Big Ten television contracts still being worked on, will impact Ohio State budget

Ohio State athletic director Gene Smith said the Big Ten television contracts are still being worked out when it comes to the budget.

One of the things that need to be hammered out now that the Big Ten has decided to put football back on the docket is television packages. These things are agreed to well in advance but were thrown into turmoil when the season was postponed.

Nobody knows what or how those will look like as they are re-negotiated for the season that begins in October, but there should be some additional money not originally accounted after the postponement for the conference — including Ohio State — once everything is worked out. And with Ohio State facing a projected $107 million deficit, some extra money sure would help to offset a very trying year financially.

While meeting with some media members on a Zoom call on Wednesday, Ohio State athletic director Gene Smith was extremely solemn about where the budget stood and how vague things stand with any television revenue to help offset it.

“Our media rights with football are still being determined with our television partners,” Smith said during Zoom call with reporters. “There’s no recognition of that (in the budget) at this point in time. Regardless of what all the experts say nationally relative to their assumptions, our conference office with our television committee are working closely with our television partners to ascertain what our value of what our current schedule is.”
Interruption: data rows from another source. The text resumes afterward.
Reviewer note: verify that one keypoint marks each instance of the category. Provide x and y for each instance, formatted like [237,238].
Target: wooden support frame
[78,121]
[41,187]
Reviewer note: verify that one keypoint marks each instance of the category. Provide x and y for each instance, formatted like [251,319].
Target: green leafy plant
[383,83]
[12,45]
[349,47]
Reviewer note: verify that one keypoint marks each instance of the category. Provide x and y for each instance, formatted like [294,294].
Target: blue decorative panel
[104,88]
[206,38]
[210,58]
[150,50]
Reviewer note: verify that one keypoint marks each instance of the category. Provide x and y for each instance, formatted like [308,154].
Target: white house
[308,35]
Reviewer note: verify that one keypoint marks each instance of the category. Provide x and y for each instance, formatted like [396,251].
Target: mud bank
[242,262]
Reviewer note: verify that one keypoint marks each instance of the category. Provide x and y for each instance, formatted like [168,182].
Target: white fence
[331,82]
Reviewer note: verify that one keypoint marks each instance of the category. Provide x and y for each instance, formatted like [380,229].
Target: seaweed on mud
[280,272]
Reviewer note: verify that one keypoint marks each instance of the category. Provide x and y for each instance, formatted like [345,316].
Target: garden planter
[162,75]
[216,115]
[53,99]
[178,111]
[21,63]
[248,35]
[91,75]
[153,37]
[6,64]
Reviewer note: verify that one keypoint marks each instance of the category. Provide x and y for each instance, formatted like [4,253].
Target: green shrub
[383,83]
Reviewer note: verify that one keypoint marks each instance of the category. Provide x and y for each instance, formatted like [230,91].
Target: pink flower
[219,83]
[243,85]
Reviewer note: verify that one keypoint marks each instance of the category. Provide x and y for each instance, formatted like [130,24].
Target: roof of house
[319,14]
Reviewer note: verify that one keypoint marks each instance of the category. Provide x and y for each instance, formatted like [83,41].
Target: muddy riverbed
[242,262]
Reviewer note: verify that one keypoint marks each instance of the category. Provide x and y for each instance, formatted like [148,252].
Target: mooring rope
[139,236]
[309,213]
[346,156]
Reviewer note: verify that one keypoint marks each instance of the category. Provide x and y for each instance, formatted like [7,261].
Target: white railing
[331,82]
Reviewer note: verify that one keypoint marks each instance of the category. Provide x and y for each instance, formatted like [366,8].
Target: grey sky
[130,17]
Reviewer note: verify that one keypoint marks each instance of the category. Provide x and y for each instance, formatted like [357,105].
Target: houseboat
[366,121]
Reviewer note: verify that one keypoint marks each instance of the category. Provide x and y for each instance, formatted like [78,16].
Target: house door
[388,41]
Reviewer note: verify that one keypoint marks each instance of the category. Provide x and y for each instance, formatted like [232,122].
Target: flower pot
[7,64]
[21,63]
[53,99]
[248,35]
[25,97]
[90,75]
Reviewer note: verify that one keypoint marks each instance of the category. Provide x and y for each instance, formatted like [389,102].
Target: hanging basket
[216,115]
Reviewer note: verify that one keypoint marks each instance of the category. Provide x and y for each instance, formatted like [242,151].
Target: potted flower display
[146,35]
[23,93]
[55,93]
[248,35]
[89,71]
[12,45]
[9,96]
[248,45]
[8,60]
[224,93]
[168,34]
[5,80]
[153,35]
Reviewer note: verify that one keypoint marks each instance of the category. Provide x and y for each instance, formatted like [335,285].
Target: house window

Just for comparison’s sake, Ohio State reportedly made about $34 million from television contracts in 2019. That, however, was with an eleven-game regular-season. It’s unclear how much of that was for postseason success, but if we assume some of the same numbers for 2020, OSU may be looking somewhere in the ballpark of $24.8 million just on doing math on a per-game basis. That’s nothing that’s been reported our worked out, just simple math.

It is a pandemic year though so throw simple math out the window. There’s no guarantee all the games even get played. The television partners also have their own budgetary concerns to worry about as the world still comes to grip with all the economic impacts of the COVID-19 crisis.

No matter how you look at it, the self-sustained OSU athletic department is facing some pretty significant debt it’ll have to make up by way of budget cuts and loans. Any television revenue will help, but it will only put a small dent in the mountain of a budgetary deficit.